Rev. B—— on seeing me had a gleam of doubt on his face for perhaps one second, but only for a second. One instinctively felt that here in Virginia, where the color line is sharply drawn, no white man is likely to present himself on terms of equality to a black man without the desire to patronize or some guile of some kind. It is rare for any white man to call upon any educated black man, and very rarely indeed that he comes to him in a straightforward, honest, and sincere manner. So the Rev. B—— showed doubt for a moment, and then suddenly, after a few words, his doubt vanished. In my subsequent journeying and adventures it was always thus—doubt at first glance, and then, rapidly, the awakening of implicit trust and confidence. I personally found the Negroes nearly always friendly. Mr. B—— was a sparely-colored, lean, intellectual young man, a capable white man in a veil of dark skin. He was all but white. I looked at his webby hands—what a pity, it seemed, that, being so near, he could not be altogether. And yet I realized that in such men and women, no matter how fair they be, the psyche is different. There is something intensely and insolubly Negro in even the nearest of near whites.

Rev. B—— took me all over the city. He was evidently extremely well known to the colored people, for our conversation was intertwined with a ceaseless——

“How do, Revrun?”

“How do?”

He showed me his charmingly built church (not that with the china-blue windows), contrived in graceful horseshoe style, with graduated, sloping gallery, richly-stained windows, and a vast array of red-cushioned seats. A black organist was discoursing upon the organ, and a voluminous, dusky charwoman with large arms was cleaning and dusting among the pews below.

There sat under Rev. B—— every Sunday a fair share of the quality colored folk of Norfolk. “I am glad that you have come to me, because I can show you an up-to-date and proper church,” said the pastor. “There are nine or ten like this in Norfolk, but when a stranger asks to see a Negro church he’s usually taken to some out-of-the-way tabernacle of the Holy Folks or some queer sect where everyone is shouting Hallelujah, and it all seems very funny. But if you’ll come to me on Sunday morning you’ll hear a service which for dignity and spiritual comeliness will compare with any white man’s service in any part of the world. You mustn’t think of us as still cotton pickers and minstrels and nothing more. There is a great deal of Negro wealth and refinement in this city of Norfolk.”

“How do you get on with white ministers?” I asked. “Do you work together?”

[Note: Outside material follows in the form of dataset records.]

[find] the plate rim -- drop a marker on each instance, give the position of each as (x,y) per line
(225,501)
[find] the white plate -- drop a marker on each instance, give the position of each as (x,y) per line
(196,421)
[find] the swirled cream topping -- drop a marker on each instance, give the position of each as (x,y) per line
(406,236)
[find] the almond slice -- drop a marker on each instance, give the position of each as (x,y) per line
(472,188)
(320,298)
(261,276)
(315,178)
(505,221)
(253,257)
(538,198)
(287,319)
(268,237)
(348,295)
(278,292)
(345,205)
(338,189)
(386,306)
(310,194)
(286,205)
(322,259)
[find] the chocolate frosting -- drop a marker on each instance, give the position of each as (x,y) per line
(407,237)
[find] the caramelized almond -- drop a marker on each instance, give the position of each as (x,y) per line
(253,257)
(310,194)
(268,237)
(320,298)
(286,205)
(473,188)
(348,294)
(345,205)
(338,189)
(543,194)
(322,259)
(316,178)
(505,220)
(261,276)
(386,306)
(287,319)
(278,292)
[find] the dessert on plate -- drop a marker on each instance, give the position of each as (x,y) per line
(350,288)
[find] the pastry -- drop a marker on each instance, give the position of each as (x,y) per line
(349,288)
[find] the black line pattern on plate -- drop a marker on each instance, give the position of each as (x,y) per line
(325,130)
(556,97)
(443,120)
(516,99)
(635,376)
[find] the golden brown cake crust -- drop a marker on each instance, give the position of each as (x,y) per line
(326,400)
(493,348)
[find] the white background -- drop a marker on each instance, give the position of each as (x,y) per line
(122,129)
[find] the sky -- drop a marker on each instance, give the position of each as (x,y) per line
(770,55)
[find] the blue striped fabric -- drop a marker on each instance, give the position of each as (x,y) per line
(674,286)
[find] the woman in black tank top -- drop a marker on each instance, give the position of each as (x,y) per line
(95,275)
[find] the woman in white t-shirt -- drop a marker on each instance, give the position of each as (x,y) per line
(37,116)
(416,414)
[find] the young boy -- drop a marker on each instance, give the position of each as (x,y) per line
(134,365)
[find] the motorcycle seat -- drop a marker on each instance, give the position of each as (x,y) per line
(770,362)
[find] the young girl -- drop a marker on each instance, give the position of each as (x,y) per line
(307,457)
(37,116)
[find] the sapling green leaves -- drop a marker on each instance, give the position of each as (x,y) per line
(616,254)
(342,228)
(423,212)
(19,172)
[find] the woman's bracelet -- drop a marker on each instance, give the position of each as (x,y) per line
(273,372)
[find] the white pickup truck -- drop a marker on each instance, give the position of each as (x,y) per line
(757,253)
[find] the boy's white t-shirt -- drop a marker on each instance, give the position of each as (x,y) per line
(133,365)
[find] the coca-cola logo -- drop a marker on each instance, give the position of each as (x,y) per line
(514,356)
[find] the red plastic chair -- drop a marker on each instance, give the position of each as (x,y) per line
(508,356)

“Oh, white ministers do not recognize black ones on the street,” said he. “My neighbor, for instance, knows me well enough at the Baptist Conference, and by his talk I see he knows all about my church. But here in the city he cannot afford to know me. Yet he has not half so many worshippers at his church, nor do they pay him half the salary which my people pay me. He dare not spend on his clothes what I spend; he has not such a well-appointed home. Yet if we meet on the street—he doesn’t know me.”